Deutlicher Zuwachs bei den Gewerbeanmeldungen
Die Statistik der Kommune erfasst für das abgelaufene Jahr insgesamt 6.969 Betriebe, was einem Anstieg von 2,4 Prozent im Vergleich zum Vorjahr entspricht. Der größte Teil entfällt dabei mit 4.531 Firmen auf den Dienstleistungssektor, gefolgt von 1.503 Handelsunternehmen und 809 Handwerksbetrieben. Zudem sind 126 Industrieunternehmen im Stadtgebiet gemeldet. Die Attraktivität des Standorts spiegelt sich auch in den 765 Neugründungen wider, was ein Plus von 8,2 Prozent gegenüber dem Vorjahr bedeutet. Obwohl gleichzeitig mehr Gewerbe abgemeldet wurden, übersteigt die Zahl der Anmeldungen die der Weggänge. Zu den jüngsten namhaften Zuzügen zählen unter anderem die SAIC Motor Deutschland GmbH, Envisics, die NMB-Minebea-GmbH, Kerry Ingredients, FraSec Aviation Security sowie Henry Schein Medical.
Mehr Einpendler als Auspendler auf dem Arbeitsmarkt
Zur Jahresmitte 2025 verzeichneten die Behörden 34.058 sozialversicherungspflichtig Beschäftigte in der Stadt. Auch wenn dieser Wert einen kurzfristigen Rückgang um 2,5 Prozent markiert, bedeutet die Entwicklung über das vergangene Jahrzehnt hinweg ein Wachstum von 24 Prozent. Der Dienstleistungsbereich dominiert hierbei mit einem Anteil von 84 Prozent der Arbeitsplätze. Neu-Isenburg zieht zudem zahlreiche Arbeitskräfte aus dem Umland an. Den 13.490 Einwohnern, die zum Arbeiten das Stadtgebiet verlassen, stehen 30.428 tägliche Einpendler gegenüber. Daraus ergibt sich ein Pendlerüberschuss von 16.938 Personen. Parallel dazu vergrößerte sich die Bevölkerung leicht. Zum Stichtag Ende Dezember zählte das Einwohnermeldeamt 41.546 Menschen, was einem Zuwachs von 0,7 Prozent gleichkommt.
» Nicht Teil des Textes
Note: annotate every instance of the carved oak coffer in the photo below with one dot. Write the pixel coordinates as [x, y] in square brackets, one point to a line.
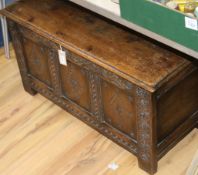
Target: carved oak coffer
[139, 94]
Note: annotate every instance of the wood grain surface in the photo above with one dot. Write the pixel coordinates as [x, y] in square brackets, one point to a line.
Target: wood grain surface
[39, 138]
[114, 48]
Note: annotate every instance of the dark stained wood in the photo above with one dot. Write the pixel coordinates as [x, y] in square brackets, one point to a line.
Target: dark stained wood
[138, 94]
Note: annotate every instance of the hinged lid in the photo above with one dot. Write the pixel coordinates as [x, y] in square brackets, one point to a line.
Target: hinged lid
[97, 39]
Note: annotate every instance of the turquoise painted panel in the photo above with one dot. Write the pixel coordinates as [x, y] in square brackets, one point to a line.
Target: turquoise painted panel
[161, 20]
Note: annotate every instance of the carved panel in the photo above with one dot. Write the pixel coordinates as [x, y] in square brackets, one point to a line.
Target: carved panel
[119, 109]
[75, 85]
[37, 60]
[95, 95]
[143, 124]
[146, 129]
[114, 135]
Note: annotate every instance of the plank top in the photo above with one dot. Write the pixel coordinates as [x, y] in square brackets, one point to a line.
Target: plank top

Hohe Gewerbesteuereinnahmen und überdurchschnittliche Kaufkraft
Die lokale Wirtschaft generierte im Jahr 2025 Gewerbesteuern in Höhe von rund 88,8 Millionen Euro. Über einen Zeitraum von zehn Jahren betrachtet entspricht dies einem Anstieg um 28,6 Prozent. Nach den außergewöhnlich ertragsstarken Jahren 2021 und 2023 bleibt das Aufkommen damit weiterhin hoch, auch wenn diese Einnahmen generellen Schwankungen unterliegen. Von der Gesamtsumme fließen jedoch aufgrund von Solidarumlagen und dem kommunalen Finanzausgleich lediglich rund 30 Prozent in den eigenen städtischen Haushalt. Die Einwohner von Neu-Isenburg verfügen laut GfK-Index über eine Kaufkraft von 31.172 Euro pro Kopf. Damit liegen sie 5,5 Prozent über dem bundesweiten Durchschnitt, wovon der innerstädtische Einzelhandel und das Isenburg Zentrum profitieren.